Extend/improve getSliceBounds() / complete TODO + update unionBoundingBox

- compute slices precisely where the destination iteration depends on multiple source
  iterations (instead of over-approximating to the whole source loop extent)
- update unionBoundingBox to deal with input with non-matching symbols
- reenable disabled backend test case

PiperOrigin-RevId: 234714069
diff --git a/include/mlir/IR/AffineExpr.h b/include/mlir/IR/AffineExpr.h
index d7eab0f..a652ff6 100644
--- a/include/mlir/IR/AffineExpr.h
+++ b/include/mlir/IR/AffineExpr.h
@@ -222,6 +222,15 @@
 AffineExpr getAffineBinaryOpExpr(AffineExprKind kind, AffineExpr lhs,
                                  AffineExpr rhs);
 
+/// Constructs an affine expression from a flat ArrayRef. If there are local
+/// identifiers (neither dimensional nor symbolic) that appear in the sum of
+/// products expression, 'localExprs' is expected to have the AffineExpr
+/// for it, and is substituted into. The ArrayRef 'eq' is expected to be in the
+/// format [dims, symbols, locals, constant term].
+AffineExpr toAffineExpr(ArrayRef<int64_t> eq, unsigned numDims,
+                        unsigned numSymbols, ArrayRef<AffineExpr> localExprs,
+                        MLIRContext *context);
+
 raw_ostream &operator<<(raw_ostream &os, AffineExpr &expr);
 
 template <typename U> bool AffineExpr::isa() const {
diff --git a/include/mlir/IR/AffineStructures.h b/include/mlir/IR/AffineStructures.h
index c90731c..20ca7d7 100644
--- a/include/mlir/IR/AffineStructures.h
+++ b/include/mlir/IR/AffineStructures.h
@@ -424,7 +424,8 @@
   bool findId(const Value &id, unsigned *pos) const;
 
   // Add identifiers of the specified kind - specified positions are relative to
-  // the kind of identifier. 'id' is the Value corresponding to the
+  // the kind of identifier. The coefficient column corresponding to the added
+  // identifier is initialized to zero. 'id' is the Value corresponding to the
   // identifier that can optionally be provided.

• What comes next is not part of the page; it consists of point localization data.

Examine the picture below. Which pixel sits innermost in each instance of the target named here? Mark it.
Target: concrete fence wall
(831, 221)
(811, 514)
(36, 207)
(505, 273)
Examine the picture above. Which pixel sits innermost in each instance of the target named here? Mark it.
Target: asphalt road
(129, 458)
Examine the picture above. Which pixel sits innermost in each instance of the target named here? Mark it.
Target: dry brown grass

   void addDimId(unsigned pos, Value *id = nullptr);
   void addSymbolId(unsigned pos, Value *id = nullptr);
@@ -579,6 +580,17 @@
   /// one; None otherwise.
   Optional<int64_t> getConstantUpperBound(unsigned pos) const;
 
+  /// Gets the lower and upper bound of the pos^th identifier treating
+  /// [dimStartPos, symbStartPos) as dimensions and [symStartPos,
+  /// getNumDimAndSymbolIds) as symbols. The returned multi-dimensional maps
+  /// in the pair represent the max and min of potentially multiple affine
+  /// expressions. The upper bound is exclusive. 'localExprs' holds pre-computed
+  /// AffineExpr's for all local identifiers in the system.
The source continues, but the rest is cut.